Issa calls for 5 day delivery and modified benefits payment in USPS reform bill
House Oversight and Government Reform Committee Chairman Rep. Darrell Issa (R-Calif.) took up his ongoing cause again this year: reforming the Postal Service.
Issa released draft language for a bill (.pdf) that addresses both the USPS's call for 5 day delivery and modifies how the service pays for future retiree benefits. Issa brought a postal reform bill to the House last year but it never made it to the floor.
Issa's plan would allow USPS to immediately stop the 6 day letter delivery and turn it into a 5 day modified schedule where packages are still delivered on Saturday.

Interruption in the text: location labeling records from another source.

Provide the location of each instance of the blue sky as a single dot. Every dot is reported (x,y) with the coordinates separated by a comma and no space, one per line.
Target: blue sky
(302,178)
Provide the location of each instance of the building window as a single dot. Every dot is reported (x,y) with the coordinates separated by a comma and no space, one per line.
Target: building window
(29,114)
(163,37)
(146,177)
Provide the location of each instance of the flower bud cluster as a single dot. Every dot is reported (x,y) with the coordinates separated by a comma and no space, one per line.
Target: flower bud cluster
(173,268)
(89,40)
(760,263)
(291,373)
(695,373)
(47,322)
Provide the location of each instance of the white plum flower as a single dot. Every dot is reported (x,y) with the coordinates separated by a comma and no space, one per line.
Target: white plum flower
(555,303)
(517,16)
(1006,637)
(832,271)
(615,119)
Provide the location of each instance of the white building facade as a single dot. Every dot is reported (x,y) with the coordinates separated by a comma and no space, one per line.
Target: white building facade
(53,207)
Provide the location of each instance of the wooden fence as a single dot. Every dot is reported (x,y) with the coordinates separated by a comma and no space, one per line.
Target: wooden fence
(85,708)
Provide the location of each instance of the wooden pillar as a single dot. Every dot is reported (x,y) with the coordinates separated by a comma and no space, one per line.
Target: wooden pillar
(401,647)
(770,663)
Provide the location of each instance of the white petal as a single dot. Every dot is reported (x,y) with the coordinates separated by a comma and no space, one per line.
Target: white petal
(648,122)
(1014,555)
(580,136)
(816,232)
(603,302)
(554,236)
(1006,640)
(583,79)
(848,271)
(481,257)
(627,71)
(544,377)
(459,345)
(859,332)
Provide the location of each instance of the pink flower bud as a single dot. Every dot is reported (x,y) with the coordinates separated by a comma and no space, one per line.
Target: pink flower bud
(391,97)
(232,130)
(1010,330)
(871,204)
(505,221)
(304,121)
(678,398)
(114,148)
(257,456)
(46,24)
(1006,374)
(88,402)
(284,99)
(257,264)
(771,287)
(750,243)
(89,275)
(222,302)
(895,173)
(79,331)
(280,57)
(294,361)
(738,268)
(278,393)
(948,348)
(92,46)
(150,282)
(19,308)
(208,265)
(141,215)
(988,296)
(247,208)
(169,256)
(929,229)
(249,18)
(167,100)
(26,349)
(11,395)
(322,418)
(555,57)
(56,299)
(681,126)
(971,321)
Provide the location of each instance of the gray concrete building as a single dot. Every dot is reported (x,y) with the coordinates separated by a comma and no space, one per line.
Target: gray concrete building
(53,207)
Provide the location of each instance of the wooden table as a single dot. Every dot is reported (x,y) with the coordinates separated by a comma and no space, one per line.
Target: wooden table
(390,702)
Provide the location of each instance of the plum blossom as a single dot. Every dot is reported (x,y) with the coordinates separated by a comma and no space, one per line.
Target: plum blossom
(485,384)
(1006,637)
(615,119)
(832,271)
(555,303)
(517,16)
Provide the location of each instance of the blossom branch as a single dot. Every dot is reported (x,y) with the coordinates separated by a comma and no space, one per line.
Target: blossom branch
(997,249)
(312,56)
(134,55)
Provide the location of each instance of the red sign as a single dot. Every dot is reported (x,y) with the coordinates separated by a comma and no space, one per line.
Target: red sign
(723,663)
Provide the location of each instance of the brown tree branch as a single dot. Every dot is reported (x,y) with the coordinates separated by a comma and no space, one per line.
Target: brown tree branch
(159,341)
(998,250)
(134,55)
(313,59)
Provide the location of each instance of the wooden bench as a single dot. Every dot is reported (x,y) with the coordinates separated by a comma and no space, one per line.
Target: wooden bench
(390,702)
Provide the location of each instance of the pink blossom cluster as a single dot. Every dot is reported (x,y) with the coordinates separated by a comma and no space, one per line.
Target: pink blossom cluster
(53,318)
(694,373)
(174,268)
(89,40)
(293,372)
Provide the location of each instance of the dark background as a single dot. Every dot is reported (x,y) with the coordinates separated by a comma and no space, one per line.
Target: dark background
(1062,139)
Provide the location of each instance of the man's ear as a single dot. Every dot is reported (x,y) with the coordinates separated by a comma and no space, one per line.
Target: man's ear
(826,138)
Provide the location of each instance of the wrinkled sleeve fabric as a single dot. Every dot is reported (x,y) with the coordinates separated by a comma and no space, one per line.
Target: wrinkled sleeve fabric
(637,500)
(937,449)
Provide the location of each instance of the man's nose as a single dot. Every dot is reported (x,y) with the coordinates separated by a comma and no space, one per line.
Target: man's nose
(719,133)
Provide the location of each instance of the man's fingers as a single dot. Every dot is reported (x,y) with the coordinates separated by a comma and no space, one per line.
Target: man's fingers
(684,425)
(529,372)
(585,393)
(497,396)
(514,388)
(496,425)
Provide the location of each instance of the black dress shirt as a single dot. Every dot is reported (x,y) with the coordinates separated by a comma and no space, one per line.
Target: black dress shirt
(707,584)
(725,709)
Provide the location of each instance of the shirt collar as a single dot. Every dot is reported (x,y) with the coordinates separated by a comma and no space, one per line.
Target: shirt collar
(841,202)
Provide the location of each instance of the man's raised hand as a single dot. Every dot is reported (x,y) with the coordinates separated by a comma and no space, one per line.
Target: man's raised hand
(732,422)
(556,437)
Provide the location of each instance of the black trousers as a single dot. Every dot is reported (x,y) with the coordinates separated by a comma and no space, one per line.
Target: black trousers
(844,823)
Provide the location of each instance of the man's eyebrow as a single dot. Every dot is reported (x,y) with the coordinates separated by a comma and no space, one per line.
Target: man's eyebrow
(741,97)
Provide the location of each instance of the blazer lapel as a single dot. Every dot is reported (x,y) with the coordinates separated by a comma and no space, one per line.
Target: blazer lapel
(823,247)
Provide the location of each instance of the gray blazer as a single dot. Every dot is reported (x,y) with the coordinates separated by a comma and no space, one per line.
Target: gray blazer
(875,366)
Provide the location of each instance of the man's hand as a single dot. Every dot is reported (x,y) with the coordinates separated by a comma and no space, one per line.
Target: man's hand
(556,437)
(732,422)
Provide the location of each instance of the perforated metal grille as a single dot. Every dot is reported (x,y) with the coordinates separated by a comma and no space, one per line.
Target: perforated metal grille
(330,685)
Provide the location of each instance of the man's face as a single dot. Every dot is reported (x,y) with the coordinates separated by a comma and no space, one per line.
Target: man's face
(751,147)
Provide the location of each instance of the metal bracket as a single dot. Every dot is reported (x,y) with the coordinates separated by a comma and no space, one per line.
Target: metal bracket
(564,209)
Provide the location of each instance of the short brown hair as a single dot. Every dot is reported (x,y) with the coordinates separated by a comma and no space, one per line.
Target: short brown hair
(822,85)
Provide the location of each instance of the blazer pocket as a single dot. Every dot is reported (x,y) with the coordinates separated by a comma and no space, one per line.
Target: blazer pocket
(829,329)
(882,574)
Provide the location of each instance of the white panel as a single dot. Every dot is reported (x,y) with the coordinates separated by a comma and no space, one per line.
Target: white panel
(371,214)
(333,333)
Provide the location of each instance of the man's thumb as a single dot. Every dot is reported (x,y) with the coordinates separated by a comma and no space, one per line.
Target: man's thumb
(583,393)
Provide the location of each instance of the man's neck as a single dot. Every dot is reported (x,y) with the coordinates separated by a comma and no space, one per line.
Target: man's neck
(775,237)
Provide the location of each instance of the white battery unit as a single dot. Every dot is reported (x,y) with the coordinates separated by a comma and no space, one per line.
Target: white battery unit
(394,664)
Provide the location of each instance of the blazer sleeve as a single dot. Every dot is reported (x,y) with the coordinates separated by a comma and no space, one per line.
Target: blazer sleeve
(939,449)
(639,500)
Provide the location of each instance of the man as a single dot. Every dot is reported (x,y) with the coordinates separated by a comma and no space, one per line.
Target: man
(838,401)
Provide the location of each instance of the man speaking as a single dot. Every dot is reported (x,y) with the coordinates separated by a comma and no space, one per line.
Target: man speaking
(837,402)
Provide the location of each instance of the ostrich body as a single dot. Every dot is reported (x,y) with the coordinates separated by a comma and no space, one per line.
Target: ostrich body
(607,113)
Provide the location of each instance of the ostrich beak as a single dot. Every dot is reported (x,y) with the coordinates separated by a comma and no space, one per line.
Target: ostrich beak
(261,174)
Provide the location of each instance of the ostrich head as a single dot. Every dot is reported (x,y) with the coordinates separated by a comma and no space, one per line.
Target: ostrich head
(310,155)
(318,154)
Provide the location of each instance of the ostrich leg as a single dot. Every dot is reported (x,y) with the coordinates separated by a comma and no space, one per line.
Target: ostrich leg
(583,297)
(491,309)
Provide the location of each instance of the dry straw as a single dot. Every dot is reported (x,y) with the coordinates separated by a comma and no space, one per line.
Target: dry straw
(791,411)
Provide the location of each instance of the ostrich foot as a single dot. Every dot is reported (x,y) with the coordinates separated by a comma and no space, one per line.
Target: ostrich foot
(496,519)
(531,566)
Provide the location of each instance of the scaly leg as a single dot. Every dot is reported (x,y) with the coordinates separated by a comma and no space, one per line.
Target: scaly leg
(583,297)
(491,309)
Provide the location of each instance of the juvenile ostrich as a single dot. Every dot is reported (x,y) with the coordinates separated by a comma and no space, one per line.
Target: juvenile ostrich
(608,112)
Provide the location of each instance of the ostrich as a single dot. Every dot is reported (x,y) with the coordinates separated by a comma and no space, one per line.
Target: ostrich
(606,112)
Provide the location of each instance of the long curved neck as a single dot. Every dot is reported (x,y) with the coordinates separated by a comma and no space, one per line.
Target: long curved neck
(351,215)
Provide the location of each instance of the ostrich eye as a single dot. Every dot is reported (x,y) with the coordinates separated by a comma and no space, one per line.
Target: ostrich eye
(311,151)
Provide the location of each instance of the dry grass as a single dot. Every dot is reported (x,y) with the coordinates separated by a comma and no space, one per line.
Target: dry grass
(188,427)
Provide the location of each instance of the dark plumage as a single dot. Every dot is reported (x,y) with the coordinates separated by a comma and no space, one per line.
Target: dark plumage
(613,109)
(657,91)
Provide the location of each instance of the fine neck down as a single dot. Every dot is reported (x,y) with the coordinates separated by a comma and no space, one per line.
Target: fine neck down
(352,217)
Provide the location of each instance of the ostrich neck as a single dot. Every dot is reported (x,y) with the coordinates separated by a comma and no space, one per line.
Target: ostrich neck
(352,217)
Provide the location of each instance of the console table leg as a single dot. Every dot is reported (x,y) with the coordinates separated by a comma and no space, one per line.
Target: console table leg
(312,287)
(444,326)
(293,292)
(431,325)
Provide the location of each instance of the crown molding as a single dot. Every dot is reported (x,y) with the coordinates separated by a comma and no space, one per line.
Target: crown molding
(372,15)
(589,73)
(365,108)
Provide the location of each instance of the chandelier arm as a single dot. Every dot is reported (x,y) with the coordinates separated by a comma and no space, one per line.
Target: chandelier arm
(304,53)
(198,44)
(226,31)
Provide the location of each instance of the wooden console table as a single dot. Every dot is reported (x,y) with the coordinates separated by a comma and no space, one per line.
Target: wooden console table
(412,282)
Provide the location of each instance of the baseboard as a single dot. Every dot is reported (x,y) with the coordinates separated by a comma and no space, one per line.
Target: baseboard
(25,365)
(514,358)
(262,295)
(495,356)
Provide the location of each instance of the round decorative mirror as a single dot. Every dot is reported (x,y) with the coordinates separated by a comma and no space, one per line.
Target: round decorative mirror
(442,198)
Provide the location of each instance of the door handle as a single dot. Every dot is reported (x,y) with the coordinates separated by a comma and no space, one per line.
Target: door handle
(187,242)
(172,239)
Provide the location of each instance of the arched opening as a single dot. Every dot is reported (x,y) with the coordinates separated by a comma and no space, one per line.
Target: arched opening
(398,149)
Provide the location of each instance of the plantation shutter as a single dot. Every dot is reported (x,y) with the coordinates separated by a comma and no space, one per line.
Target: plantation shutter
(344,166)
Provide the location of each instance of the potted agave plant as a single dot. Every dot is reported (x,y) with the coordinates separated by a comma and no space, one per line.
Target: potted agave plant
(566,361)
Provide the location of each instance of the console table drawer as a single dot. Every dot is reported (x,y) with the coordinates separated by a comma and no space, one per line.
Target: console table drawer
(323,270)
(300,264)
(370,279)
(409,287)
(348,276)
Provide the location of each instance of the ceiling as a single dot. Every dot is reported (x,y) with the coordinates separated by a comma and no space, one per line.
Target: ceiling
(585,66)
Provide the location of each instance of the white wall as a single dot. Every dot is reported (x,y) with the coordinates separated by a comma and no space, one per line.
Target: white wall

The proposal also modifies the requirement that USPS prepay for future retiree's healthcare. In 2012, USPS defaulted on two of those scheduled payments, which cost the agency $11 billion.
The new plan allows the USPS to not pay the scheduled 2013 prepayment. All future payments, starting in 2014, would be based on actuarial calculations, which would bring a drop in USPS's annual payment.
President Obama also called for the switch to actuarial payments in his fiscal 2014 budget proposal. The Government Accountability Office estimated (.pdf) in December 2012, the USPS could save $3 billion annually from the change.
The plan calls for increased use of secure clusterbox mail delivery, while phasing out to-the-door delivery. The change would save the service $4 billion annually, Issa said.
What's different from Issa's plan this year, as opposed to last year's is that he eliminated the proposal for a BRAC-style commission to determine mail processing consolidation. Issa said the USPS over the last two years has proven that it can reduce infrastructure costs on its own.